E N politique, et surtout quand on occupe une fonction élevée, on est très exposé à la fois à cause de ce qu'on dit ou fait dans l'instant, et à cause de ce qu'on a pu dire ou faire autrefois. Le système est ainsi fait qu'une forme de harcèlement, pas moins odieuse que l'autre, s'exerce sur nos dirigeants.
Dans le cas de Lionel Jospin et de son passé trostkyste, le problème vient moins de ce qu'il ait pu l'être que du fait qu'il l'a démenti pour le reconnaître, en définitive, mardi devant l'Assemblée nationale. La presse, qui ne lâche jamais son os, l'a prouvé. « Le Nouvel Observateur », pourtant peu suspect d'être hostile au gouvernement, - mais un scoop est un scoop -, a révélé cette semaine, en effet, que M. Jospin a bel et bien été ce qu'il jurait n'avoir jamais été, et qu'il a même suivi des cours de trotskysme auprès d'un certain Boris Fraenkel, lui-même repenti.

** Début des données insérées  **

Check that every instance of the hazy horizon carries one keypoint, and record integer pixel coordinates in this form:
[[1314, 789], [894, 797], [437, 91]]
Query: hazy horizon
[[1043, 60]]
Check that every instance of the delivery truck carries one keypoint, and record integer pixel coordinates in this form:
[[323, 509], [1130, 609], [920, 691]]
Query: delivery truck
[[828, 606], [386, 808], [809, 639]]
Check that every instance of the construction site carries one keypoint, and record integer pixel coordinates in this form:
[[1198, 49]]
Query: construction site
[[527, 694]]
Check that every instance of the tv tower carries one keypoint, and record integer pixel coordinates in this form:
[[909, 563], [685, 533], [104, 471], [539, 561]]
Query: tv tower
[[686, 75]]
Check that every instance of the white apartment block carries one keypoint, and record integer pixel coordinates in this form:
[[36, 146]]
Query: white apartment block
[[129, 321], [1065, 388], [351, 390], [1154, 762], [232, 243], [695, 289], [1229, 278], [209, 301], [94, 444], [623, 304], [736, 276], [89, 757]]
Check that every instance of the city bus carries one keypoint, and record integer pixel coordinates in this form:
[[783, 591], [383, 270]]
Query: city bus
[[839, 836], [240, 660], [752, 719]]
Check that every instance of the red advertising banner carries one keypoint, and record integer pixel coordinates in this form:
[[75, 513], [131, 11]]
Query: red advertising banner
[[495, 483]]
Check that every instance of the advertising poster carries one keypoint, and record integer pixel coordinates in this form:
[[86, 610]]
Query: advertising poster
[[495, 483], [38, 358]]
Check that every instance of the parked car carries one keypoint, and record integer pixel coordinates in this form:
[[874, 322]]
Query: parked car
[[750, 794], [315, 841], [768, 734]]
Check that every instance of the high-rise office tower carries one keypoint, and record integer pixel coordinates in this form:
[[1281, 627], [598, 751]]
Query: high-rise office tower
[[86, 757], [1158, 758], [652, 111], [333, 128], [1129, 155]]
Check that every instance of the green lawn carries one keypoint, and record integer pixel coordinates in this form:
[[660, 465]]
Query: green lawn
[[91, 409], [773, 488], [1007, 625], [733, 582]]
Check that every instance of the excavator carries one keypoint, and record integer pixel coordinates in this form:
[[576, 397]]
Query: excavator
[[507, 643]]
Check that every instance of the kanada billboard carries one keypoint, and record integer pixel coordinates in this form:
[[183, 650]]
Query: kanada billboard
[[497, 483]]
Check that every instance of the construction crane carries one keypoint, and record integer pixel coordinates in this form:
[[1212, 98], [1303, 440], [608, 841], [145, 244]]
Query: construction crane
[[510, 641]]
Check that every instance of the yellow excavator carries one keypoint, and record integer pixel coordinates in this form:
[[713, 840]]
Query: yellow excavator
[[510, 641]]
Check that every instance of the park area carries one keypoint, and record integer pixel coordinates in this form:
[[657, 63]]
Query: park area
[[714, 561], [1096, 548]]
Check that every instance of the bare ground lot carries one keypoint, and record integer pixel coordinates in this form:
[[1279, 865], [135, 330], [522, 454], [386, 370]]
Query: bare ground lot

Bien entendu, toute cette histoire n'a aucun rapport avec l'action actuelle de M. Jospin. Elle sert surtout à offrir, à onze mois de l'élection présidentielle, une image peu compatible avec les idées d'un certain nombre d'électeurs dont le Premier ministre sollicitera les suffrages.
S'il a été troskyste, M. Jospin ne l'est plus, ce qui signifie au moins qu'il est capable de changer, démarche qui traduit souvent une belle intelligence. Certes, on trouvera toujours des gens pour dénoncer quelque complot occulte à la faveur duquel M. Jospin fomenterait une révolution, mais déjà on sort du raisonnable.
On peut aussi citer bon nombre de dirigeants ou anciens dirigeants qui ont appartenu à l'extrême droite ou à l'extrême gauche pour rejoindre plus tard les rangs des modérés ; ou d'anciens soixante-huitards qui se sont coulés dans le moule classique des partis traditionnels, puis des cabinets ministériels ou des ministères. Bref, ce qui compte, c'est ce que M. Jospin pense aujourd'hui quand il exerce le pouvoir et non ce qu'il pensait quand il ne l'exerçait pas, et dont tout le monde, à vrai dire, se moque.
En cherchant bien, on se souviendra que Jacques Chirac lui-même a signé l'appel de Stockholm, ou qu'Alain Madelin, avant de devenir le champion du libéralisme économique, appartenait au mouvement Occident. On ne fera un procès ni à l'un ni à l'autre au sujet de « péchés » de jeunesse largement périmés ; il n'y a donc pas de raison d'en faire à M. Jospin dont il est préférable d'évaluer les idées et l'action d'aujourd'hui. Il y aurait beaucoup à dire par exemple sur la déclaration qu'il a prononcée un jour à l'Assemblée et dans laquelle il se disait « fier d'avoir des communistes » dans son gouvernement. On ne le rappelle pas ici pour que la honte, chez lui, se substitue à la fierté, mais pour en rire : le plus drôle est que cet ancien trotskyste est menacé par la composante communiste de sa coalition gouvernementale et que si Robert Hue complique la tâche de M. Jospin, c'est principalement parce qu'il craint la concurrence sérieuse que lui font les trotskystes.
De sorte qu'on devine une ébauche de solution à la crise de la gauche plurielle : au lieu de brandir des menaces à tout bout de champ, M. Hue devrait demander au Premier ministre d'intervenir auprès d'Arlette Laguiller pour qu'elle le laisse en paix. M. Jospin n'a sûrement pas oublié les cours que lui a prodigués M. Fraenkel ; il doit donc savoir comment il faut s'adresser à un troskyste et le convaincre. Il peut même dire à Mme Laguiller que lui aussi est passé par là, mais que lui, contrairement à elle, ne s'est pas entêté dans des convictions qui l'auraient marginalisé et ne l'auraient pas conduit, en tout cas, à l'Hôtel-Matignon.
Bref, M. Jospin est parfaitement qualifié pour persuader Mme Laguiller qu'il y a une vie avant la révolution et pour lui parler au nom du passé.